For years the Klamath Tribes have watched the BOR in consultation with the USFWS issue a series of “no jeopardy” Biological Opinions (BiOps) purporting to manage Ews (Upper Klamath Lake) in a way consistent with the legal requirement to not “diminish…critical habitat for both the survival and recovery” of our endangered fish. And year after year they fail to meet the minimum seasonal lake elevations of their own BiOp, denying our aging C’waam and Koptu the opportunity to spawn and condemning those juveniles who do manage to hatch to a certain death without access to protective nursery habitat in shoreline wetlands.

Any reasonable person must conclude that these agencies have proven that regardless of legal mandates, our culture sustaining, ESA protected fish are not their priority. And if there were any observers left anywhere with any remaining doubt about BOR’s actual concerns, the Bureau’s most recent action has ended any and all speculation.

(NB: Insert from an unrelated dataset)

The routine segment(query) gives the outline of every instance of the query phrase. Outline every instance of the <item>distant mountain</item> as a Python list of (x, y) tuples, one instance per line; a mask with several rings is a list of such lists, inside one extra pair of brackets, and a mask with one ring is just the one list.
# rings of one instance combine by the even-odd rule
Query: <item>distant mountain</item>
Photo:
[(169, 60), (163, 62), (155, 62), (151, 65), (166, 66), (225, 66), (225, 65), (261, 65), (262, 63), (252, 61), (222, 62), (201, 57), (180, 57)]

When their own long-standing formula (driving their own ecologically inadequate BiOp) showed that zero water could be safely taken from endangered fish for agriculture, BOR simply tossed it aside and made the cynical political calculation that they could ignore the ESA with impunity, allocate water to Project farmers, and hasten the imminent extinction of fish that have lived here, and only here, in the homeland of the Klamath Tribes for thousands of years.

Despite the many needs of our people, the Klamath Tribes have no choice but to expend our scarce financial resources attempting to force these powerful federal agencies to obey the law and do at least the minimum necessary to save the C’waam and Koptu from extinction.